Baseball standings dataset:
the data represents MLB standings foe 2018: there are 12 teams with variables explained below:
GLOSSARY of the data:
- W:Wins
- L:Losses
- PCT:Winning Percentage
- GB:Games Back
- HOME:Home Record
- AWAY:Away Record
- RS:Runs scored
- RA:Runs allowed
- DIFF:Run Differential
- STRK:Current Streak
- L10:Record last 10 games
- POFF:% chance of making the playoffs
- * –:Clinched Best League Record
- Y –:Clinched Wild Card
- X –:Clinched Division
Pythagorean Formula and residual plot:
The first graph below is the scatter plot of log (W/L) against log (RS/RA) which demonstrate the Pythagorean Formula
, and the second plot is the residuals against log (RS/RA).
It seems to have a linear relationship between log (W/L) and log (RS/RA). fitting a linear model log (W/L) ~ log (RS/RA) will yield to: slope =1.4 and intercept almost equals to 0.

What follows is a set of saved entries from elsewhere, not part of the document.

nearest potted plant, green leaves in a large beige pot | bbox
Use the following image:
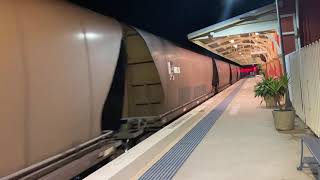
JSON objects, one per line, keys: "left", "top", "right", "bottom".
{"left": 267, "top": 76, "right": 296, "bottom": 130}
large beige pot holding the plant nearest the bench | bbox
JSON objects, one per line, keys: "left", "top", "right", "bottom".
{"left": 272, "top": 110, "right": 296, "bottom": 131}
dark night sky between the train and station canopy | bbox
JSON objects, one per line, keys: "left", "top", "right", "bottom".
{"left": 70, "top": 0, "right": 274, "bottom": 64}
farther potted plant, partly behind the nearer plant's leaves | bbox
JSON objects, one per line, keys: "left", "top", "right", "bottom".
{"left": 254, "top": 78, "right": 277, "bottom": 108}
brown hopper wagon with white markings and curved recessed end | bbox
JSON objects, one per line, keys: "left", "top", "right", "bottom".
{"left": 111, "top": 26, "right": 214, "bottom": 126}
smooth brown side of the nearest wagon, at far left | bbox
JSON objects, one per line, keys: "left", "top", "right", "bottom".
{"left": 0, "top": 1, "right": 122, "bottom": 177}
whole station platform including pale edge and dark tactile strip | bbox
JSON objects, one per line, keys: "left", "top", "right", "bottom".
{"left": 87, "top": 78, "right": 314, "bottom": 180}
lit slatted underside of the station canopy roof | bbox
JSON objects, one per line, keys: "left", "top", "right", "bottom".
{"left": 192, "top": 31, "right": 276, "bottom": 65}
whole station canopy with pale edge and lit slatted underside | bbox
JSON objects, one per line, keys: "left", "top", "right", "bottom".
{"left": 188, "top": 4, "right": 280, "bottom": 65}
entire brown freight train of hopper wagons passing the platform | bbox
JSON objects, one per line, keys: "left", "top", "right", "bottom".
{"left": 0, "top": 1, "right": 240, "bottom": 178}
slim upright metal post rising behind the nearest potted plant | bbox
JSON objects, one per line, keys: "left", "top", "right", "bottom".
{"left": 275, "top": 0, "right": 292, "bottom": 108}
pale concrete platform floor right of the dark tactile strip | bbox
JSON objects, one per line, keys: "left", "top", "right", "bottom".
{"left": 173, "top": 78, "right": 314, "bottom": 180}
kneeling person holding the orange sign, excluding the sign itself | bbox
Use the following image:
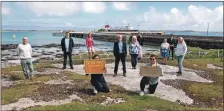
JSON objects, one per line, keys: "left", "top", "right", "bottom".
{"left": 87, "top": 54, "right": 110, "bottom": 94}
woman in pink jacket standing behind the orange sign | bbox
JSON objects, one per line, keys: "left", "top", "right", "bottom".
{"left": 86, "top": 33, "right": 95, "bottom": 59}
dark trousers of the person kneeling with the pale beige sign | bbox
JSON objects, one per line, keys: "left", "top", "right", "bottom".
{"left": 140, "top": 77, "right": 158, "bottom": 94}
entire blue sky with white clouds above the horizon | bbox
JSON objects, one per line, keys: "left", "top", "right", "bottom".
{"left": 2, "top": 2, "right": 223, "bottom": 31}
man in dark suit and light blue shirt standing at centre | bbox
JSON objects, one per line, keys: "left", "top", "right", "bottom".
{"left": 113, "top": 35, "right": 127, "bottom": 77}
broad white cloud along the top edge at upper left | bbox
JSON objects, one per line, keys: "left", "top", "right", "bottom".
{"left": 17, "top": 2, "right": 80, "bottom": 16}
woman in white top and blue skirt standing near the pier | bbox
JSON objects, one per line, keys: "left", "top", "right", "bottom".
{"left": 160, "top": 39, "right": 170, "bottom": 65}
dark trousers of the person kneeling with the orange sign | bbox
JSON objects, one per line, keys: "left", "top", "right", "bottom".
{"left": 90, "top": 74, "right": 109, "bottom": 92}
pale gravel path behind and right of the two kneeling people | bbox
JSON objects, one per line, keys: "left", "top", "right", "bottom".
{"left": 55, "top": 62, "right": 213, "bottom": 104}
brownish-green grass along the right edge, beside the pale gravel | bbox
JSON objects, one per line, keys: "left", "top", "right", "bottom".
{"left": 167, "top": 58, "right": 223, "bottom": 108}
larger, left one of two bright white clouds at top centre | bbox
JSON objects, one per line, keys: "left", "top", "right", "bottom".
{"left": 83, "top": 2, "right": 106, "bottom": 14}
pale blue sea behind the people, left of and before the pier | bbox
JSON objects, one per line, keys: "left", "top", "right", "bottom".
{"left": 1, "top": 31, "right": 159, "bottom": 52}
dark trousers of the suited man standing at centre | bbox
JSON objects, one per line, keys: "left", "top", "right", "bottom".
{"left": 114, "top": 54, "right": 126, "bottom": 74}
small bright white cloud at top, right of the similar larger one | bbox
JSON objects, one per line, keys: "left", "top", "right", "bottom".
{"left": 113, "top": 2, "right": 130, "bottom": 11}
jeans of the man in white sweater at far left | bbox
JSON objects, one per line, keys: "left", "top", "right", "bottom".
{"left": 21, "top": 59, "right": 33, "bottom": 77}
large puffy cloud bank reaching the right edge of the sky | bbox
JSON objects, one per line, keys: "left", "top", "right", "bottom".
{"left": 137, "top": 5, "right": 223, "bottom": 31}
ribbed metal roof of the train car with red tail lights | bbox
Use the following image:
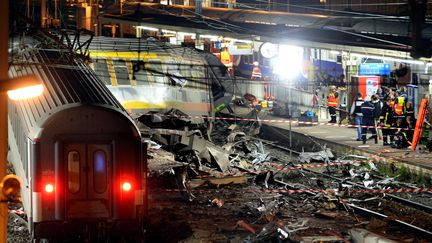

With R square is around 82% and pretty small p-value= 5.359e-05, we concede that the model fitted the data pretty well so the best k value is the slope 1.4.
The Colorado Rockies and Milwaukee teams considered lucky teams because they have the highest residual values so their wins/losses is higher then predicted value.
The Washington Nationals considered unlucky team because it has the least residual values so its wins/losses is lower then predicted value.